Normally 60FPS, but it’d be nice if it could be uncapped higher for visual smoothness, or if performance drops during rendering didn’t affect the gameplay.

  • The number of “frames” (smallest unit of in-game time) per second, within which the game state can change.

Constant 60FPS, by convention.
However, the rate at which game state advances may slow down or be frozen during certain game mechanics.
It might also be forced to slow down in online situations where the connection between two players is inconsistent.
(If your game stops receiving the opponent’s inputs, the game state shouldn’t advance.)

  • The rate at which player inputs are processed by the game.

You could make this arbitrarily fast instead of 60FPS, but 60FPS is more than enough fidelity to parse human input, and making this different from the rate of game state change might introduce some easy-to-mess-up logic to the input parser.


Yes, these three definitions line up nicely with the processInput(), update(), and render() functions of our game loop, just in reverse order.

As it stands, our current naive implementation of the timing clock at the base of the Game Loop ties these three together. That doesn’t seem ideal. Although it’s probably not the end of the world if they’re not all completely decoupled…

…Can we make it better?

# https://gameprogrammingpatterns.com/game-loop.html#play-catch-up
double previous = getCurrentTime();
double lag = 0.0;
while (true)
{
  double current = getCurrentTime();
  double elapsed = current - previous;
  previous = current;
  lag += elapsed;

  processInput();

  // Isn't this a little bit familiar?
  while (lag >= MS_PER_UPDATE)
  {
    update();
    lag -= MS_PER_UPDATE;
  }

  render();
}

Let’s look over this C code from article (1) for a game loop with fixed update time step and variable rendering for a moment.

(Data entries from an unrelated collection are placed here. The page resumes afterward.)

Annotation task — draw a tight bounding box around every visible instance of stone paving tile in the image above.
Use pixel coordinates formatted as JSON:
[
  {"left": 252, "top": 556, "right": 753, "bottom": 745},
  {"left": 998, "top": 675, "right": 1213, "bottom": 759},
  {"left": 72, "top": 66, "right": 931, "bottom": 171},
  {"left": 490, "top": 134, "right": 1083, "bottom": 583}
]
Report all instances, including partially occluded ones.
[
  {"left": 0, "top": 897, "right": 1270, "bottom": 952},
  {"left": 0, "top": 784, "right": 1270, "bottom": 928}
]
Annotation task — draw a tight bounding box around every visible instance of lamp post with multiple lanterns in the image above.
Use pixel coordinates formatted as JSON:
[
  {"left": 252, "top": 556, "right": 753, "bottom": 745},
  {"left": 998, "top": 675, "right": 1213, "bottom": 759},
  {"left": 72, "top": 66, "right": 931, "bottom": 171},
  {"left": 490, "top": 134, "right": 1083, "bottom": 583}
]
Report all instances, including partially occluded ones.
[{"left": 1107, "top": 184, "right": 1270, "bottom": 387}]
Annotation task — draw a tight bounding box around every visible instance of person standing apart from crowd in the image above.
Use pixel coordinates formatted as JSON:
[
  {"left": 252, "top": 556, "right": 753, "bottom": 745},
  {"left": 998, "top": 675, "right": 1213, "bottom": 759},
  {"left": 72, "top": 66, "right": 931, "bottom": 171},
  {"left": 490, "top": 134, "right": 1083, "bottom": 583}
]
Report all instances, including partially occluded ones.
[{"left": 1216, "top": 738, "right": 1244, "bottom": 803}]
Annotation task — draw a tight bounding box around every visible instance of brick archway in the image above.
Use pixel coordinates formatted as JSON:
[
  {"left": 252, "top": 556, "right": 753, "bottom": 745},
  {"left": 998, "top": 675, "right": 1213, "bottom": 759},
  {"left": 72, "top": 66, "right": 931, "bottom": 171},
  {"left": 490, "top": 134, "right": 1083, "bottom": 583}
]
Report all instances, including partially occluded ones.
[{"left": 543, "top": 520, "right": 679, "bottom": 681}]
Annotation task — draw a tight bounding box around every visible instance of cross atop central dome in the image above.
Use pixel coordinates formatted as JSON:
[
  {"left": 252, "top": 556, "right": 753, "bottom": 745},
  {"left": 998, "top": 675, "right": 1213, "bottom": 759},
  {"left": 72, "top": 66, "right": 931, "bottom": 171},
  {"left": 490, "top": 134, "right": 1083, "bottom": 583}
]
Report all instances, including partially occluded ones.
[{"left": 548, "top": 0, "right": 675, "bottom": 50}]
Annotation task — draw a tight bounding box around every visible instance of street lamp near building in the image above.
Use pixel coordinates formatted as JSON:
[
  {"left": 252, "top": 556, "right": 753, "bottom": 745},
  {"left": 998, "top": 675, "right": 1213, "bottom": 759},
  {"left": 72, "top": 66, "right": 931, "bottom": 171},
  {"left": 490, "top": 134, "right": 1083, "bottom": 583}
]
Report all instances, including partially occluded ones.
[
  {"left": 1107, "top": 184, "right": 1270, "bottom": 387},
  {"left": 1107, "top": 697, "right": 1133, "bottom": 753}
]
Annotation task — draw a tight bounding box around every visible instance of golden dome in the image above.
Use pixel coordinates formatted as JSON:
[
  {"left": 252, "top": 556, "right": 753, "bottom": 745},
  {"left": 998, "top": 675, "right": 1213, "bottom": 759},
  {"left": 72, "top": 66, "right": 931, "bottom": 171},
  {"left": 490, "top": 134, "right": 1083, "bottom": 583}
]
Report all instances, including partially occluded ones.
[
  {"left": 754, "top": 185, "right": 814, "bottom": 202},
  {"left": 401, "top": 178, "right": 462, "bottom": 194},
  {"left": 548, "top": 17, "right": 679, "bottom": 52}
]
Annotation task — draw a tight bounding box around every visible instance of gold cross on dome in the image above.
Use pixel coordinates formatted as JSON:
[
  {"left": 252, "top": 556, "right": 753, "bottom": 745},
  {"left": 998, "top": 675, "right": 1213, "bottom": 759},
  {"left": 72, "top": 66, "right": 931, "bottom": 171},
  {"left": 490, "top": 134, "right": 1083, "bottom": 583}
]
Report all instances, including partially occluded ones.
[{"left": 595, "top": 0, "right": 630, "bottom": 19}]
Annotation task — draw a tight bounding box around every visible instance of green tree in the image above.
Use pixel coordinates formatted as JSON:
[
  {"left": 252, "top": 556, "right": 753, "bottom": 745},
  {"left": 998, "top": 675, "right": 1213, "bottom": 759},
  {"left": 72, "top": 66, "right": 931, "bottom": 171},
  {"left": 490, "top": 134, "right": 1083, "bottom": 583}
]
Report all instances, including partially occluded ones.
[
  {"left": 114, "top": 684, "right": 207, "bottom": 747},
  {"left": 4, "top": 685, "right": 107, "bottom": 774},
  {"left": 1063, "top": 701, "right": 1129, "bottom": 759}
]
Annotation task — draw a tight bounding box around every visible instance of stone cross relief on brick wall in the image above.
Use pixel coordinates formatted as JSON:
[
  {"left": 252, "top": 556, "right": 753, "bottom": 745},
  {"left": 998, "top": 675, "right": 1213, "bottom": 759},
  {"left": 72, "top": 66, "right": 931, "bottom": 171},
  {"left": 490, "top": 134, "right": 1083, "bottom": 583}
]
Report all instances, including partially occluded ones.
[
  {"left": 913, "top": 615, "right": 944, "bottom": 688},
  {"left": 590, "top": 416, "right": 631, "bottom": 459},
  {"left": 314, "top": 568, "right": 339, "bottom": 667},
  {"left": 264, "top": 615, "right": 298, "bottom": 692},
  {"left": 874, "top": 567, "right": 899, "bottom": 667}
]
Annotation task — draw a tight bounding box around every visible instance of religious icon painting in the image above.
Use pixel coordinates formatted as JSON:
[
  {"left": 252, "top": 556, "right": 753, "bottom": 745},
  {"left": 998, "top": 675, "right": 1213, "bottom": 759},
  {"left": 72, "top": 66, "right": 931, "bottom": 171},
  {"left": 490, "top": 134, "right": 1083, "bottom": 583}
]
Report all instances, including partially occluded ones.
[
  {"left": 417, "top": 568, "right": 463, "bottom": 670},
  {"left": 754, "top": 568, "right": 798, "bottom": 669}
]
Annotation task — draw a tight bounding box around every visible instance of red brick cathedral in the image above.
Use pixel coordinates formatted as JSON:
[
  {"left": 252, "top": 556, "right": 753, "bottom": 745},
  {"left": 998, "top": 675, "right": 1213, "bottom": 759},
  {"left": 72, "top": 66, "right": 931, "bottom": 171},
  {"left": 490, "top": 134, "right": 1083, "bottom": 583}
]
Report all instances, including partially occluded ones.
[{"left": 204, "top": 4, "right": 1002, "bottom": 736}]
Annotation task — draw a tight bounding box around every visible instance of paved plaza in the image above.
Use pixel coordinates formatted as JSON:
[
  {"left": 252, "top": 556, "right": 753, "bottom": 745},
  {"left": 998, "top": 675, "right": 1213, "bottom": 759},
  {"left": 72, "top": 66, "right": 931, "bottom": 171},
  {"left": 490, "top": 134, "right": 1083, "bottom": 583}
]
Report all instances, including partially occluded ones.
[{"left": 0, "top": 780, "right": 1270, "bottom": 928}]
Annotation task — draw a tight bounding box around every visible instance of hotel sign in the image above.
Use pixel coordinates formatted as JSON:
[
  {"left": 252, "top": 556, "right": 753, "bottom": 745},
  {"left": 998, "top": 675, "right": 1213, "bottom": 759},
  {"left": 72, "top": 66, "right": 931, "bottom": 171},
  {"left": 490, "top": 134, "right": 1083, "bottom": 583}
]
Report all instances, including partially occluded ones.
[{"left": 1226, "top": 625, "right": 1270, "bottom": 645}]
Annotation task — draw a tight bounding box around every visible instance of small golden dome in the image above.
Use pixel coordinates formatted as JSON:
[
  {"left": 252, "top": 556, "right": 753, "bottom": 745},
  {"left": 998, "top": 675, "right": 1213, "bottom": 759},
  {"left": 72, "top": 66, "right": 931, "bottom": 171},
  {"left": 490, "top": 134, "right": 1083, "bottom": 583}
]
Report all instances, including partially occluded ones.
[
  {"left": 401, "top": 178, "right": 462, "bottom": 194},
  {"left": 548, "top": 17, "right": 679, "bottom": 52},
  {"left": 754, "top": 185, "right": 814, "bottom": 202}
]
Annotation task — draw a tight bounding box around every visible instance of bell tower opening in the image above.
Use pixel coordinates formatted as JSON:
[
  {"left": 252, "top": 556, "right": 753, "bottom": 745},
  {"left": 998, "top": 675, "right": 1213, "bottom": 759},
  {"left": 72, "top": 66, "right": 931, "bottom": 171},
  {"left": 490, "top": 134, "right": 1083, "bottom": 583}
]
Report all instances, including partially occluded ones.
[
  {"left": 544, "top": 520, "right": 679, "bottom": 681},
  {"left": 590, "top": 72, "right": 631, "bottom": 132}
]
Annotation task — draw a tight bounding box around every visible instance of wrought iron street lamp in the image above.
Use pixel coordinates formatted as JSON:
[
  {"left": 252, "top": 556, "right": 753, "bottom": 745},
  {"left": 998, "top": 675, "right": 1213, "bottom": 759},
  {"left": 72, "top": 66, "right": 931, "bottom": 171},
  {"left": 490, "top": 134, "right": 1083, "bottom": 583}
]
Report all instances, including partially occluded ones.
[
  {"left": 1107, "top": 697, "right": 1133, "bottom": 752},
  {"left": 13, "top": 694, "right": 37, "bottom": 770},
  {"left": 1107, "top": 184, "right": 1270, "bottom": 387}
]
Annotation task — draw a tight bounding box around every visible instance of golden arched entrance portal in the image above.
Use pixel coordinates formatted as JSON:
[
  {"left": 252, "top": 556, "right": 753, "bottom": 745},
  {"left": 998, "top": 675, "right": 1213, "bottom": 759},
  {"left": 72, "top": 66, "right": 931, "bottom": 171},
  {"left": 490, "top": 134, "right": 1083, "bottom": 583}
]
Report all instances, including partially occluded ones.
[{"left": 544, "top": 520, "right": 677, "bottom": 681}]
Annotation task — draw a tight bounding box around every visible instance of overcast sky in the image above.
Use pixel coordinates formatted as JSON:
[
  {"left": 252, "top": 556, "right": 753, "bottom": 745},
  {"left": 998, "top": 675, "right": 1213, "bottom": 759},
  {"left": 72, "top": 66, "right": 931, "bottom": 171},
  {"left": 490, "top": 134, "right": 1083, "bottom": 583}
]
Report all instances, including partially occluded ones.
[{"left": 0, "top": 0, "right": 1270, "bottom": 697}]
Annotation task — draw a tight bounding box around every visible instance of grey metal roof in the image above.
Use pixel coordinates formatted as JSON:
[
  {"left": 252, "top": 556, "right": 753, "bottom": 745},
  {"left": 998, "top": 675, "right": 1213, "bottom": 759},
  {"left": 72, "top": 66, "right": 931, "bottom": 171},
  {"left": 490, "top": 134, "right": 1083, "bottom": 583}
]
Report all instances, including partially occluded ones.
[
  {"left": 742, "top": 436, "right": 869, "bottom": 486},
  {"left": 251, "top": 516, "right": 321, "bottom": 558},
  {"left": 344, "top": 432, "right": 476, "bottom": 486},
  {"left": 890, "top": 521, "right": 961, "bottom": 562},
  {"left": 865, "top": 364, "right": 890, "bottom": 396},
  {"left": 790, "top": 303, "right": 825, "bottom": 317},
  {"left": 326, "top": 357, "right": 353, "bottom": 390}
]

Our game state is behind 1 or more fixed time steps (frames) where it needs to be, so we advance it one MS_PER_UPDATE (frame) at a time until we’re up to date. Finally, now that we’re in the frame we need to be in, we can render it.

Hm. That sounds familiar.

It sounds a little like the catch-up we do when we rollback our game state.

Like we mentioned in article #1, we’re not going to worry about integrating this special fixed-timestep update loop into our code quite yet. I know I have a tendency to get lost in overthinking too much before I even start to code, so for now, we’ll start with the naive game loop in article #2.

But it’s a nice idea to keep in mind.

Other questions

…VSync?

My understanding of how VSync plays into our FPS theory isn’t too good, but I should point out that the community recommended PC settings for minimal input delay in BBCF and Xrd both have VSync off, so it shouldn’t be a major deal-breaker if we don’t support it. We might add support for it or play around with some forced screen-tearing examples in a bonus chapter later on.

Could we use multi-threading to decouple processInput(), update(), and render() instead?

…Maybe? That sounds plausible…

I’m not confident enough in my programming ability to try it, though.
I think it’ll be easier to get this right if we stick to a single-threaded approach for now.

Bonus reading

The DemoFighter mentioned in #0.8 borrows a modified game loop for LOVE2D/LUA with a fixed timestep and the ability to cap “frame skip” to avoid a spiral of death.

Maybe it solves our problems?
I’d have to play around with it a bit more to understand what exactly the frame skip entails.